Holy shit that article was depressing. I read the whole thing anyway because I've been amazed by how sophisticated and insightful Koppel has been in his writing and interviews since he left his anchor position, which I guess was forever ago, now. The network news anchors seemed like vacuous talking heads at times, but in fact, in Koppel's era at least, they were super-experienced, super-knowledgeable, life-long journalists who had reached the very apex of their field. (Kind of ironic that the apex involved them doing little-to-no journalism and instead simply reading off teleprompters for 25 minutes a day in front of a camera. Sorry, digression.)

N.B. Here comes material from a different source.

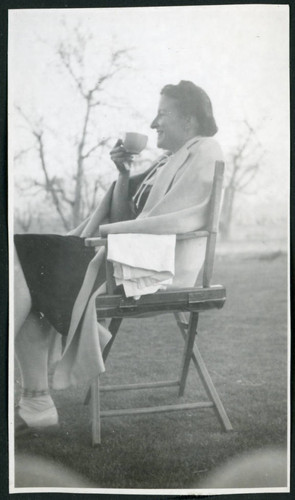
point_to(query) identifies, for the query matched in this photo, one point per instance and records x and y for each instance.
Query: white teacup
(134, 143)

I'm no authority on these issues, but I'm just old enough to remember the pre-cable-television United States in the early 80s, when a sizable majority of the public watched one of the three national news shows every evening, preceded by a local news show with crappy production values. Those plus your local newspaper gave you all the info that you or anyone else had daily access to, about the world and about the rest of the United States outside of your local community. All the other news sources that existed -- news magazines and big city newspapers, basically -- were far less timely or accessible, arriving days or months after publication. Radio was still universally accessible but well into its decline and largely ignored by the public as a source of news. Oh, and I guess people with friends or family outside of their community could get anecdotal info from phone conversations, but it would just be local information, since everyone had the same national news sources.
Koppel's article drew connections between so many of modern society's problems that I hesitate to agree with everything he said, but the conclusions he drew seemed depressingly spot-on, from my limited perspective. The guy knows what he's talking about, too. Obviously.

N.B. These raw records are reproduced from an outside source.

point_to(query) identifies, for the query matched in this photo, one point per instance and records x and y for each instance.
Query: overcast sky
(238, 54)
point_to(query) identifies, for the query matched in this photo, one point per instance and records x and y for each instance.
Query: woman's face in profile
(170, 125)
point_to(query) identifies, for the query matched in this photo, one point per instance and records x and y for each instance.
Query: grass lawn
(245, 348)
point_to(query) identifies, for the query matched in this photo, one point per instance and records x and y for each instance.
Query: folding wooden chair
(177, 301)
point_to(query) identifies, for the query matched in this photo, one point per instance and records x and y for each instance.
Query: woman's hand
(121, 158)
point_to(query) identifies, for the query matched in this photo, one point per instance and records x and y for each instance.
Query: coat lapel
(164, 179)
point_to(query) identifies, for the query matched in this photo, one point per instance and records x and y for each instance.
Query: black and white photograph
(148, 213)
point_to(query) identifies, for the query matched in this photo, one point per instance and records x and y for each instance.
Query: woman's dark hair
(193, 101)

But hell, I'm left wondering what's the point of such a doom-and-gloom article. I think he's right about everything he says, but he himself points out all the reasons why there's no undoing the negative changes in the national media, even if more people became aware of them by reading his article.
I really wish he'd said something about some positive developments in the media, changes that could benefit society, because there's bound to be some ... uh, right? Sure wish I could think of them, though. (Little help, anybody?)